如何将浮点数传递给期望 int 的 pybind11 function

Question

I copied the example from the pybind11 documentation:

#include <pybind11/pybind11.h>
namespace py = pybind11;
int add(int i, int j) {
    return i + j;
}
PYBIND11_MODULE(example, m) {
    m.def("add", &add, "A function which adds two numbers");
}

Built it like so:

g++ -fPIC -shared -I/usr/include/python3.7 -o example.so example.cpp

Then:

$ python3
Python 3.7.3 (default, Jul 25 2020, 13:03:44) 
[GCC 8.3.0] on linux
Type "help", "copyright", "credits" or "license" for more information.
>>> from example import *
>>> add(1, 2)
3
>>> add(1.0, 2.0)
Traceback (most recent call last):
  File "<stdin>", line 1, in <module>
TypeError: add(): incompatible function arguments. The following argument types are supported:
    1. (arg0: int, arg1: int) -> int

Invoked with: 1.0, 2.0
>>>

I realize I could rewrite add to take double arguments and then truncate them inside the body of add . But is there a way to tell pybind11 that it's ok to to pass floats to the function (even though it takes int arguments) and have it perform the conversion automatically?

According to the docs, the opposite (conversion from integer types to double ) is done implicitly and automatically.

Answer 1

Silently and implicitly truncating to int is a terrible thing to allow, and pybind11 won't do it for you.

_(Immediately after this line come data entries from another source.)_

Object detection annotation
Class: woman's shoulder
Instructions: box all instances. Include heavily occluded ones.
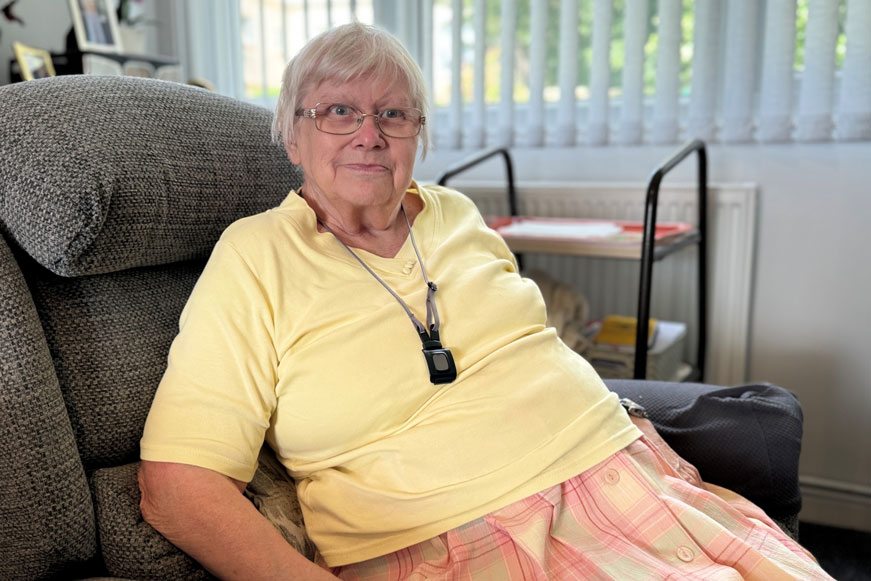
[418,184,478,213]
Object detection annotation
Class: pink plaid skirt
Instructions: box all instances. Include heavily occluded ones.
[332,438,831,581]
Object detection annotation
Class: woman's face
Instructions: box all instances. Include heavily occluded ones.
[287,77,418,216]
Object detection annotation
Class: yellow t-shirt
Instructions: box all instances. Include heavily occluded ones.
[142,186,640,566]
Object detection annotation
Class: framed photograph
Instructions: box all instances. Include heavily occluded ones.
[124,60,154,79]
[69,0,121,53]
[12,42,54,81]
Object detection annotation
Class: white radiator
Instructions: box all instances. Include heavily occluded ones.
[449,180,756,385]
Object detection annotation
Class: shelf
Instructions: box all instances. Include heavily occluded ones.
[485,216,700,260]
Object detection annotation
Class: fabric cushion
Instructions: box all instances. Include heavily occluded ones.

If you must allow it, you can make an overloaded function for each parameter type, and have the double variant do the truncation on your behalf (keep in mind, this might not just lose precision after the decimal; double can express numbers much larger than any integer type, so bad things'll happen for such numbers).

A rough example for doing this would be:

#include <pybind11/pybind11.h>
namespace py = pybind11;
int add_int(int i, int j) {
    return i + j;
}
int add_double_as_int(double i, double j) {
    return add_int((int)i, (int)j);
}

PYBIND11_MODULE(example, m) {
    m.def("add", &add_int, "A function which adds two integers");
    m.def("add", &add_double_as_int, "A function which adds two floats after truncating to int");
}

At the C++ level, the functions have different names (you might be able to avoid this with creative casting similar to the examples for doing it with class methods , but it's hardly worth the trouble), but at the Python level, they'll appear as a single API with multiple prototypes described in the documentation.

Answer 2

C++ is strongly typed. It will do automatic type conversion of basic types only when it can be done safely. Since an integer can't represent every value that a double can C++ can't automatically perform the conversion. So you'll need to explicitly do the conversion yourself. I'm not sure how this is done in python. In C++ it is best done with:

#include \<cmath\>

double dbl = 3.5;

int newval = std::round(dbl);